Una vez hecho todo eso, para evitar levantar sospechas innecesarias en Aster, Northern copió su talento y lo mejoró. Luego, le vinculó el talento copiado.

El resultado fue extraño, y en ese instante los ojos de Aster se abrieron de par en par, su boca se entreabrió, pero las palabras se congelaron en su lengua por la conmoción de lo poderoso que se había vuelto su talento de rayo.

El talento de Aster permitía la generación física de un rayo con forma de vara y usarlo como arma por sí mismo.

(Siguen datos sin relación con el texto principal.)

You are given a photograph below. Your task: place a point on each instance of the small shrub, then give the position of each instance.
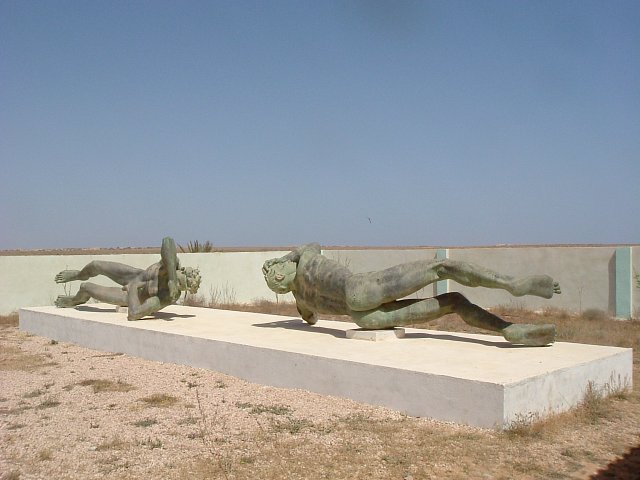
(524, 425)
(48, 402)
(197, 247)
(45, 454)
(257, 409)
(114, 444)
(151, 443)
(33, 394)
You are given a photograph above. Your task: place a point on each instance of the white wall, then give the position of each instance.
(586, 274)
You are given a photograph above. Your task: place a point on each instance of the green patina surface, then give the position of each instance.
(376, 300)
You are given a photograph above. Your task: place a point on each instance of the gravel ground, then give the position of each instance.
(68, 412)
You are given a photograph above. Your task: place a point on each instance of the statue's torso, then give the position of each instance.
(319, 285)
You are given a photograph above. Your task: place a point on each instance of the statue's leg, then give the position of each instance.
(367, 291)
(87, 290)
(473, 275)
(407, 312)
(118, 272)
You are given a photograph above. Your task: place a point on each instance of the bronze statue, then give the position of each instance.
(372, 299)
(143, 291)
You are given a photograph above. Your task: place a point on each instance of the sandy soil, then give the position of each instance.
(68, 412)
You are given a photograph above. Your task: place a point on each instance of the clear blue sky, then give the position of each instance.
(342, 122)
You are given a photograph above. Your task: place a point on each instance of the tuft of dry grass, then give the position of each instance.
(160, 400)
(115, 443)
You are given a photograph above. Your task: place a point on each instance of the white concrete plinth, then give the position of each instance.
(479, 380)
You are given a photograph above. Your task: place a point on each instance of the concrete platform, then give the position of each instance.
(479, 380)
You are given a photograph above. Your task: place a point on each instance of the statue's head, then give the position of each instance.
(189, 279)
(280, 276)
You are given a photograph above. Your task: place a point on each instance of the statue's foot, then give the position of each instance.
(532, 335)
(65, 301)
(67, 276)
(538, 285)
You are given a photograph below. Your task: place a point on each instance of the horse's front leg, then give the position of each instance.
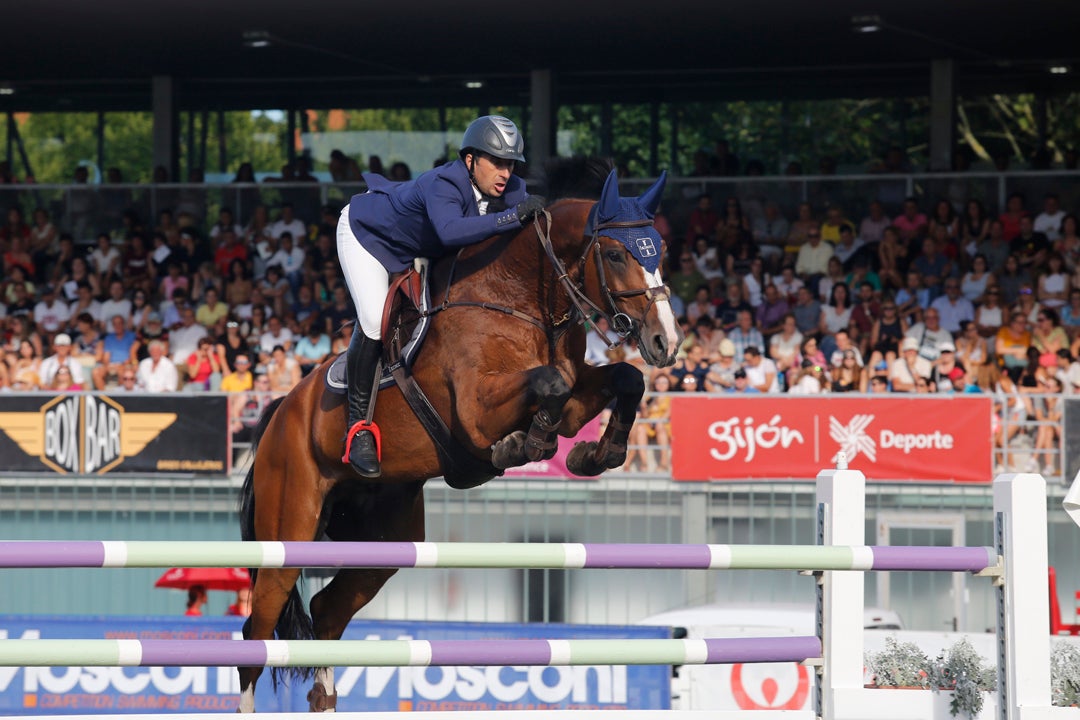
(548, 389)
(592, 393)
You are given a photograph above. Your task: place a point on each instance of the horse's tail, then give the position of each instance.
(294, 622)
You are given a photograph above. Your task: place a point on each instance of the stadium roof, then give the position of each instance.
(100, 55)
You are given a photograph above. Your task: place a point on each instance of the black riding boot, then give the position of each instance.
(362, 443)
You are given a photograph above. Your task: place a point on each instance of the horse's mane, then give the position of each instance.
(577, 176)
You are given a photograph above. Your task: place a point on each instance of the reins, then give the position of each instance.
(582, 307)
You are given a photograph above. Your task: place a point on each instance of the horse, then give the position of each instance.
(503, 378)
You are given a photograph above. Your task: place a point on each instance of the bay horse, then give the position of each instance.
(503, 366)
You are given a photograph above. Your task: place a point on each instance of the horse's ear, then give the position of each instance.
(608, 205)
(650, 199)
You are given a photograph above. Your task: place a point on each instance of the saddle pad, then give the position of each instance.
(335, 377)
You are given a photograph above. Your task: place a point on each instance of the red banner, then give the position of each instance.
(891, 438)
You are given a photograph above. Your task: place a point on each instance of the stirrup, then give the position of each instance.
(359, 426)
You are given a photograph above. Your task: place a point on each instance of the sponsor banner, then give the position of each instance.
(892, 438)
(556, 466)
(78, 690)
(93, 434)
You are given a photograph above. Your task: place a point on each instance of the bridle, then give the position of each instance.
(582, 307)
(618, 321)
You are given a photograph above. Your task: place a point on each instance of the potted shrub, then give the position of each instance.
(899, 665)
(961, 670)
(1065, 675)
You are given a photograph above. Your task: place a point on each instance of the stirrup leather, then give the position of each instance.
(360, 426)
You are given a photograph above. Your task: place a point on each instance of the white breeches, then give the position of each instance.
(367, 280)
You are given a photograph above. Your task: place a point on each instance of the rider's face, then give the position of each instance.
(491, 174)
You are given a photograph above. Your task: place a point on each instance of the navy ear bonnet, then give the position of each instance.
(643, 241)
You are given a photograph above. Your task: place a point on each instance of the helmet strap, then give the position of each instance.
(472, 178)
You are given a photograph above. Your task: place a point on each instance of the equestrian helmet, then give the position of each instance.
(495, 135)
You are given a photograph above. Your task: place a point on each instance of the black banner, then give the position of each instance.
(97, 433)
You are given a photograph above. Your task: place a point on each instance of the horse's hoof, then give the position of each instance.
(582, 461)
(320, 702)
(509, 451)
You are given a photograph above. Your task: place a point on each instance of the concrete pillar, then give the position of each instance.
(542, 121)
(942, 113)
(165, 124)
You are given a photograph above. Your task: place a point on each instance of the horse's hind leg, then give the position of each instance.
(288, 492)
(549, 390)
(396, 515)
(269, 597)
(593, 391)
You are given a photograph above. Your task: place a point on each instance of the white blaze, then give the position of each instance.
(664, 311)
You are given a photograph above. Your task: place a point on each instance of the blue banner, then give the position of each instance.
(86, 690)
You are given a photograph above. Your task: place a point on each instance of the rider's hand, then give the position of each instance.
(529, 207)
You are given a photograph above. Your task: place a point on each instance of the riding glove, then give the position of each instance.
(529, 207)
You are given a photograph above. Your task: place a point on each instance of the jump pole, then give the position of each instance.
(1020, 508)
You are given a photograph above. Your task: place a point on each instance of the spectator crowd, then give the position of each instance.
(942, 299)
(232, 304)
(950, 298)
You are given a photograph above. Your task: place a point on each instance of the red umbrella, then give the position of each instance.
(212, 579)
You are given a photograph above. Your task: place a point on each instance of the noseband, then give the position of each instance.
(582, 307)
(618, 321)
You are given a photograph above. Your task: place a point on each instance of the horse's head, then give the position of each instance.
(622, 274)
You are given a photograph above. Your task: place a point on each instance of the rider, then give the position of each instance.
(385, 229)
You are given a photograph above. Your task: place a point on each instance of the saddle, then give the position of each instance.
(406, 317)
(405, 323)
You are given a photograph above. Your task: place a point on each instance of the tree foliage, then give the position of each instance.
(854, 133)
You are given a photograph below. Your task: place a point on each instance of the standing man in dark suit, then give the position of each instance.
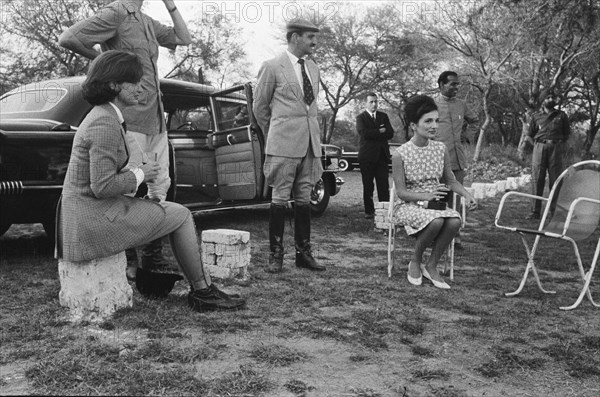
(285, 109)
(374, 130)
(548, 131)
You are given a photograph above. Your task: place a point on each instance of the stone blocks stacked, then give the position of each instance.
(94, 290)
(226, 253)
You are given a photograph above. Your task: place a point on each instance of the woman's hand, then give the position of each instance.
(150, 171)
(471, 202)
(440, 192)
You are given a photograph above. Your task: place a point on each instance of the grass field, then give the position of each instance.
(348, 331)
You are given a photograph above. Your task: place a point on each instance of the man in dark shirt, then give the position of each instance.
(548, 132)
(374, 130)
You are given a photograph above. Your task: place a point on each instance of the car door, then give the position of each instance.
(238, 146)
(193, 157)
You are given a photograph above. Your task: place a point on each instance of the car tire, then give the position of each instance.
(319, 198)
(4, 226)
(344, 164)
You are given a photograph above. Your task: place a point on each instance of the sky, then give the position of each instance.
(262, 22)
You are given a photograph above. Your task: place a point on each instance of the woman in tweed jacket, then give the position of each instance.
(96, 218)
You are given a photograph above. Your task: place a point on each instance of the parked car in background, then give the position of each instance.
(349, 159)
(216, 149)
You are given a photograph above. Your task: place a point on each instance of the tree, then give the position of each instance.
(216, 52)
(348, 52)
(483, 33)
(30, 50)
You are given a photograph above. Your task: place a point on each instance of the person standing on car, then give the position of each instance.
(548, 131)
(121, 25)
(285, 108)
(455, 116)
(374, 130)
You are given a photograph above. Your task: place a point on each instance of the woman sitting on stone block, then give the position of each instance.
(95, 217)
(418, 166)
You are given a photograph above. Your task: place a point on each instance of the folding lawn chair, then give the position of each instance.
(392, 232)
(573, 207)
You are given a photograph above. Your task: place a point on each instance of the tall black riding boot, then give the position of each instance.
(132, 263)
(276, 227)
(304, 257)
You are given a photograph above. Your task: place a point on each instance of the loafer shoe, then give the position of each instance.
(275, 263)
(305, 260)
(213, 299)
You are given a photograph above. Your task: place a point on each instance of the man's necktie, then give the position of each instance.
(309, 96)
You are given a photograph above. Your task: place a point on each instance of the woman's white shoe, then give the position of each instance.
(437, 284)
(414, 280)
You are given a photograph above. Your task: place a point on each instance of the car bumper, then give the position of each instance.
(338, 184)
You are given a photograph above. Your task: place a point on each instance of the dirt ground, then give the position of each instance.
(469, 332)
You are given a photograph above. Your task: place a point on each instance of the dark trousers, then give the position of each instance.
(379, 172)
(546, 157)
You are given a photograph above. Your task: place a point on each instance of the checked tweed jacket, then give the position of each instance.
(95, 219)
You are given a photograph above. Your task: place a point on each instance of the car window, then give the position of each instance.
(231, 114)
(32, 100)
(191, 119)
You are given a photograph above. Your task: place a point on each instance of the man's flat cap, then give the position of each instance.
(301, 25)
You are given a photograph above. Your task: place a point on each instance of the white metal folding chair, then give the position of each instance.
(392, 232)
(573, 207)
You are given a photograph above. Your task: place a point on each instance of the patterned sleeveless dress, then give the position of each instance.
(423, 168)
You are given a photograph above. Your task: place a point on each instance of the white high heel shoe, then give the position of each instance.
(437, 284)
(414, 280)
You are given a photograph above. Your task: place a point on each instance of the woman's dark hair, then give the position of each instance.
(443, 79)
(417, 106)
(110, 67)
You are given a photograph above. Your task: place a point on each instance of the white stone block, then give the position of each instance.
(490, 190)
(524, 180)
(381, 225)
(478, 190)
(512, 183)
(94, 290)
(225, 236)
(500, 186)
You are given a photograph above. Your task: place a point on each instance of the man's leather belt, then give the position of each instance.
(550, 141)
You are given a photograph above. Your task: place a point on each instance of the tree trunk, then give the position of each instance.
(485, 124)
(330, 126)
(590, 135)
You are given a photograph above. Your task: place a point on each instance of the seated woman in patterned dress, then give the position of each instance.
(418, 166)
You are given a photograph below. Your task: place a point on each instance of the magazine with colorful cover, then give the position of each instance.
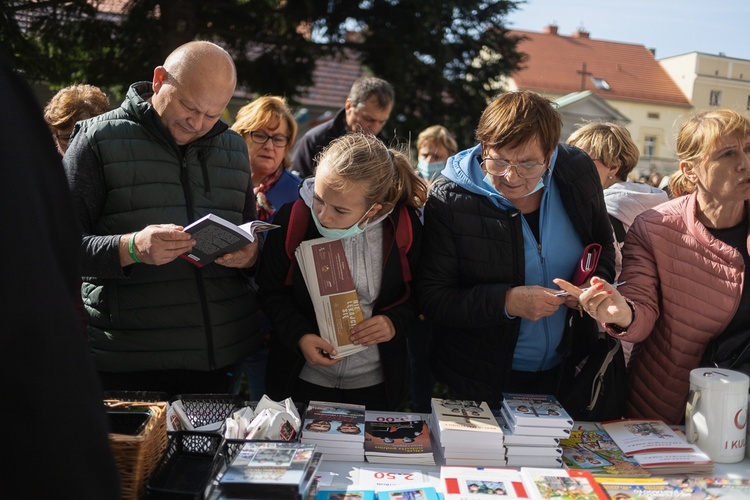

Además de que en su versión mejorada el chico descubrió que podía sostener la vara durante más tiempo, también sintió que su poder físico se cargaba con esta vara de rayos.

La vara era como una generación de poder que adquiría una forma física y cargaba su cuerpo, aumentando sus capacidades físicas a pequeños pasos.

También podía cargar cualquier dispositivo eléctrico y mucho más que no podía hacer debido a su poca esencia; descubrió que era capaz de hacerlo todo.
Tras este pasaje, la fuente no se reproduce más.